Dzieło Bena Afflecka przedstawia historię wywiezienia z Iranu grupy urzędników, którzy zdołali wydostać się z ambasady amerykańskiej w Teheranie, gdy ta została w 1979 roku zajęta przez rewolucjonistów. Uciekinierzy znaleźli schronienie w domu kanadyjskiego ambasadora, ale nie mogli tam za długo zostać. Agent CIA, Tony Mendez, wpadł na nieprawdopodobny pomysł, jak wydostać ich z kraju, w którym Amerykanie traktowani byli jako wrogowie publiczni numer jeden.

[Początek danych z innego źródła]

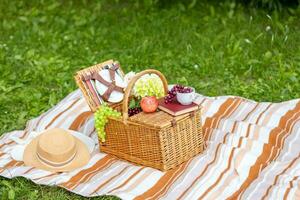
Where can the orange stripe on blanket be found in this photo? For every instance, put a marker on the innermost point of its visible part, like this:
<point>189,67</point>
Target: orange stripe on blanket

W misję zaangażował ludzi z Hollywood.

Reklama

Irański aktor i filmowiec, Ataollah Salmanian, potwierdził, iż ma powstać irańska wersja obrazu. – Szkic scenariusza został zaakceptowany przez irańskie centrum sztuki i teraz czekamy na pieniądze, by zacząć kręcić – powiedział. – To będzie film o 20 amerykańskich zakładnikach przekazanych do ambasady USA przez irańskich rewolucjonistów. To ma być odpowiedź na filmy tak zniekształcające rzeczywistość jak "Operacja Argo".